23/03/2025
Let us begin with our trusty Republicans, many of whom have grown fond of declaring that the Department of Education should be “abolished.” It’s a punchy slogan, well-suited for CPAC stagecraft and the loud echo chambers of talk radio. But like most populist mantras, it wilts upon contact with reality. The political appetite for eliminating the Department is, at best, tepid, and at worst, it provokes angry, hysterical reactions from voters.
Recent polling from Quinnipiac, Ipsos, and Inside Higher Ed all tell the same story: roughly 60% of Americans oppose abolishing the Department of Education. Even among Republicans, support is far from unanimous. Independents are overwhelmingly against it. And among college-educated voters, those most likely to influence suburban elections, the opposition reaches 70%. Simply put, there is no groundswell. The average voter, who may struggle to name a single Secretary of Education, nonetheless associates the Department with education itself. To propose its abolition, then, is to seem anti-education in the eyes of the public. And that's a high intensity issue. It's one thing to provoke 60% of the voters on some third-tier issue like U.S. Postal Service reform that nobody cares about. It's quite something else to attack schools, and the children in them....
Now, none of this is to defend the Department of Education on its merits. Quite the contrary — it has, by almost every available metric, failed at its most essential task: improving student outcomes. For an agency with a $70 billion annual budget, the results are not just disappointing but scandalous. Literacy and numeracy remain stagnant, achievement gaps persist, and bureaucratic bloat thrives. It is difficult to think of a federal program with a more dismal return on investment.
But failure does not always call for annihilation. There remains a legitimate national interest in education—if only because an ill-educated citizenry is a danger to itself and others. Rather than abolish the Department, we should gut it, reform it, and reimagine it. A streamlined agency could exist to collect and disseminate transparent data, enforce standards of accountability, and most importantly, empower school choice through charters, vouchers, and competitive alternatives. In other words, the Department should become a catalyst for innovation—not a central planner.
And then there are the Democrats, who, upon hearing any critique of centralized education policy, reach for the same tattered playbook. “States’ rights,” they warn, is code—thinly veiled, they say—for segregation, slavery, or some other moral obscenity from American history. It’s the sort of rhetoric that flatters the speaker while insulting the listener’s intelligence.

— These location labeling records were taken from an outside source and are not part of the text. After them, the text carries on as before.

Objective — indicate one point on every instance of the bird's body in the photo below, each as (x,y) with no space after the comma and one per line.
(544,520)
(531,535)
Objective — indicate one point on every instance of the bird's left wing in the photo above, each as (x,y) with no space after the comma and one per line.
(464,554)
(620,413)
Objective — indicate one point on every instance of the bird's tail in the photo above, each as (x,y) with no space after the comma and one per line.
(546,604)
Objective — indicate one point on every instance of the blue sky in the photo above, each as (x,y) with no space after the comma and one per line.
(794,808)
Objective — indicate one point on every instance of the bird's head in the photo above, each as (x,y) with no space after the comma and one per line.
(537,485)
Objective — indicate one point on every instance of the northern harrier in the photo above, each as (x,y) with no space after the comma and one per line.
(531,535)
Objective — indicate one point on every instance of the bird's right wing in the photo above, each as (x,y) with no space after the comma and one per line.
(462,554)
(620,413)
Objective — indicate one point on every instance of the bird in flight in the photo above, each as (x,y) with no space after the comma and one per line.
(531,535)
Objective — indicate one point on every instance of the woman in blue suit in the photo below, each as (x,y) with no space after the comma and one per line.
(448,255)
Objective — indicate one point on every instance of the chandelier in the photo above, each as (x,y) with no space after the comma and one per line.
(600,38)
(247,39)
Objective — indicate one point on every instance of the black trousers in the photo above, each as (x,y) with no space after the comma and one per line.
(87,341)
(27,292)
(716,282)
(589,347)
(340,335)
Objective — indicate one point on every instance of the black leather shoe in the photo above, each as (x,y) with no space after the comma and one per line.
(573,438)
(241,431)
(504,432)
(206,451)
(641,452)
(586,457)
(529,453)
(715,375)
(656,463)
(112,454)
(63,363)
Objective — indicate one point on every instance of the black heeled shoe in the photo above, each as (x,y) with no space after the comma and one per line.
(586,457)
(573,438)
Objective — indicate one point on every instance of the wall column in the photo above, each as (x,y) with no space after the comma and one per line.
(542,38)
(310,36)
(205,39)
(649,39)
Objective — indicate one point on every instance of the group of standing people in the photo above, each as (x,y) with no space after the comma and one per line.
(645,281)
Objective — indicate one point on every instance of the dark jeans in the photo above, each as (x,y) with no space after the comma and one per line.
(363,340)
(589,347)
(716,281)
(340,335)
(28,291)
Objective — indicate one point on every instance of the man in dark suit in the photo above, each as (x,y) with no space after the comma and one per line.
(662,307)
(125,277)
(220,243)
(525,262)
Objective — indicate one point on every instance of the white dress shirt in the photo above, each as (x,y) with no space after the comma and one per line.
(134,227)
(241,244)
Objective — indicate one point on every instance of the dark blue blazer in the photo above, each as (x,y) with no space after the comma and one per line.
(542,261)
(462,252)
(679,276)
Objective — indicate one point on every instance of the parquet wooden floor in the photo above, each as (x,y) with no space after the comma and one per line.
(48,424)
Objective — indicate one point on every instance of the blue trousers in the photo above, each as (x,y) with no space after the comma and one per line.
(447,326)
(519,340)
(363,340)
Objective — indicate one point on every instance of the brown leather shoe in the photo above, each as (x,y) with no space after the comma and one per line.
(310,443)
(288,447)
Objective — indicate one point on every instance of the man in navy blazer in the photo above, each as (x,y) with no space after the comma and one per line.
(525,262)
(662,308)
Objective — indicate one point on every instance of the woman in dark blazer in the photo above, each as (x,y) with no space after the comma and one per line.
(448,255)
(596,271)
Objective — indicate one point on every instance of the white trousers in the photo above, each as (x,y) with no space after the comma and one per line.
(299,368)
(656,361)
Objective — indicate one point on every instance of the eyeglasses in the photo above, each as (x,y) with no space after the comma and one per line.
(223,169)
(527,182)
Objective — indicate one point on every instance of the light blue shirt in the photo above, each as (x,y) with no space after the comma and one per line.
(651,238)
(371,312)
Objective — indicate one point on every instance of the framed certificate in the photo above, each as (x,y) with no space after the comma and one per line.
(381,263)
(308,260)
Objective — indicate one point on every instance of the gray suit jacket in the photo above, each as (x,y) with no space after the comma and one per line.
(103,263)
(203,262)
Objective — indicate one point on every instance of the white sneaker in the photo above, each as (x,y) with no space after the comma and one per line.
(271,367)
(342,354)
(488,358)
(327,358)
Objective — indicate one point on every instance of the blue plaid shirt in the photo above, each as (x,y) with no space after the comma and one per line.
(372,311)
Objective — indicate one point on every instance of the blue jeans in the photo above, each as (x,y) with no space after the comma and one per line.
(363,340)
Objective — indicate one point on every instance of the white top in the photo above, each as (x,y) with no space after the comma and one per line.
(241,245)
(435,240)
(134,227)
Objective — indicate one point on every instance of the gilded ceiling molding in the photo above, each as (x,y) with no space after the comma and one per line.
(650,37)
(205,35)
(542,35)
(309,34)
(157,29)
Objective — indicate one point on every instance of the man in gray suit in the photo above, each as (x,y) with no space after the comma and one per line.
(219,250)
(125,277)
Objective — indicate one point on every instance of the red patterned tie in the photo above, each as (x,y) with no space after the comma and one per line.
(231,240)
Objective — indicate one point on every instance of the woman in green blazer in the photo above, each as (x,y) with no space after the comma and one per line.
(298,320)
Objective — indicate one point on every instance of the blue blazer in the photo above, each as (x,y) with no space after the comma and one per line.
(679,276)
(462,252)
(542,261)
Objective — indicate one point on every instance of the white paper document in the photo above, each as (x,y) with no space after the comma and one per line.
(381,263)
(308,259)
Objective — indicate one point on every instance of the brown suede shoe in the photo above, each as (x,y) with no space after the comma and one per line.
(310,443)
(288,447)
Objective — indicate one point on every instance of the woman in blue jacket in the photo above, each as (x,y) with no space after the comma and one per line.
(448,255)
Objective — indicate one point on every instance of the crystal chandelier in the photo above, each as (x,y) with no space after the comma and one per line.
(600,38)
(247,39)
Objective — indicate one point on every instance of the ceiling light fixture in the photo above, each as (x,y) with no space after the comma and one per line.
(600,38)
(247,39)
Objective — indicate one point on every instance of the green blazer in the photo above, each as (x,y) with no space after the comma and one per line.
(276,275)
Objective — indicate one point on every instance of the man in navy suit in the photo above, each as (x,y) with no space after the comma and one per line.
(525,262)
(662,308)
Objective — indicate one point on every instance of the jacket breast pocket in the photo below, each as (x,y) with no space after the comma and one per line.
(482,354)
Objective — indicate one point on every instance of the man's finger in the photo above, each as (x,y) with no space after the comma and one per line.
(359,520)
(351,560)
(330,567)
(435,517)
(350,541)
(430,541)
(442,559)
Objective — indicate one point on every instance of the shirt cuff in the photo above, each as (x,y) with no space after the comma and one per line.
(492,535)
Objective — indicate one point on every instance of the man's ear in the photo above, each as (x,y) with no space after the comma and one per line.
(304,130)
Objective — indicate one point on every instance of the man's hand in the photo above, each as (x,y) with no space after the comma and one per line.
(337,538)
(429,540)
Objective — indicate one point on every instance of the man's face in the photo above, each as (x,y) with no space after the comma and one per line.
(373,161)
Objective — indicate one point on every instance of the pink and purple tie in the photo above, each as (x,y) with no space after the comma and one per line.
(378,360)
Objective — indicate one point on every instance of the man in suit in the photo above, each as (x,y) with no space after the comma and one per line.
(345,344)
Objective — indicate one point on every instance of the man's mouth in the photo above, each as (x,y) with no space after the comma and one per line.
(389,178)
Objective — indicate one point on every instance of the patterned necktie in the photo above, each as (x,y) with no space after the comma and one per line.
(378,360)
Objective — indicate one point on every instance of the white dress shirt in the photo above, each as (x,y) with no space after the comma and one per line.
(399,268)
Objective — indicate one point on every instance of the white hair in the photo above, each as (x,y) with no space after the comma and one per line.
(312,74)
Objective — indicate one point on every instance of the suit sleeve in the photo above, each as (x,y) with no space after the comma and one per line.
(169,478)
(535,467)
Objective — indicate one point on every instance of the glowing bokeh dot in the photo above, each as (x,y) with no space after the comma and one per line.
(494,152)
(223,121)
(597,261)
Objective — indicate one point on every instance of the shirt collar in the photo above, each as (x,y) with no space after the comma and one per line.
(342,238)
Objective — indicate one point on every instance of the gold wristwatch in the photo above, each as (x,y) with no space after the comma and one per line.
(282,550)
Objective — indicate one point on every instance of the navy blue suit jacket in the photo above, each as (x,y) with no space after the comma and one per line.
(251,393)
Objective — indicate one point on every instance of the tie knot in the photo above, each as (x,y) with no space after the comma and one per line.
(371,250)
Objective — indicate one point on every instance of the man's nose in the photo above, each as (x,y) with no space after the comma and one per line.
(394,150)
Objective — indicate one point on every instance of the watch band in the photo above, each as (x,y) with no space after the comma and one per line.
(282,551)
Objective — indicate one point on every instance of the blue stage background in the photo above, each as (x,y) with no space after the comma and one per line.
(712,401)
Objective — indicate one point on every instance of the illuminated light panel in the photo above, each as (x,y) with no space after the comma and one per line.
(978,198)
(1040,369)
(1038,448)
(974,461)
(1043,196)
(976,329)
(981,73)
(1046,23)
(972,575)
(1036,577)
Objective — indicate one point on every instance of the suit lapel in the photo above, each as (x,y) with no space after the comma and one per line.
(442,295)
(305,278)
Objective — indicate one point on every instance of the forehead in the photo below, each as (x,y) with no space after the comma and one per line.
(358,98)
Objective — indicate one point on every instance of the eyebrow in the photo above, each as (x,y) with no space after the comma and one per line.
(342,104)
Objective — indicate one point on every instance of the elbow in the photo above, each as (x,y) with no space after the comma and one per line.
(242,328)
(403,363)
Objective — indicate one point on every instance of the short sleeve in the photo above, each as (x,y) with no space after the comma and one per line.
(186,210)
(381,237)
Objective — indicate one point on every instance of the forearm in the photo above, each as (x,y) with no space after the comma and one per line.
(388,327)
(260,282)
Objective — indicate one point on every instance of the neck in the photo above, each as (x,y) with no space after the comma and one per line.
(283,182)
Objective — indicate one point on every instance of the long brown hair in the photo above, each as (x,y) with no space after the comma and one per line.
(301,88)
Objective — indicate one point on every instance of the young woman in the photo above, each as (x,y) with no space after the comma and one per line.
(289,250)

Yet these are the same people who tremble at the idea of Donald Trump—or, in their fevered imagination, Elon Musk—having control over national education policy. And now that Trump is actively gutting the Department of Education, they're in full panic mode. But this is exactly what they asked for. When you centralize power in Washington, you don’t get to act shocked when the wrong people win elections and wield that power against your values. So let me pose a question: If you believe the federal government is now run by malevolent lunatics, why would you want those same people deciding what your child learns, thinks, and reads? Wouldn’t you prefer local control, where you might actually have a say? Or are we to believe that authoritarianism is only dangerous when it comes dressed in red?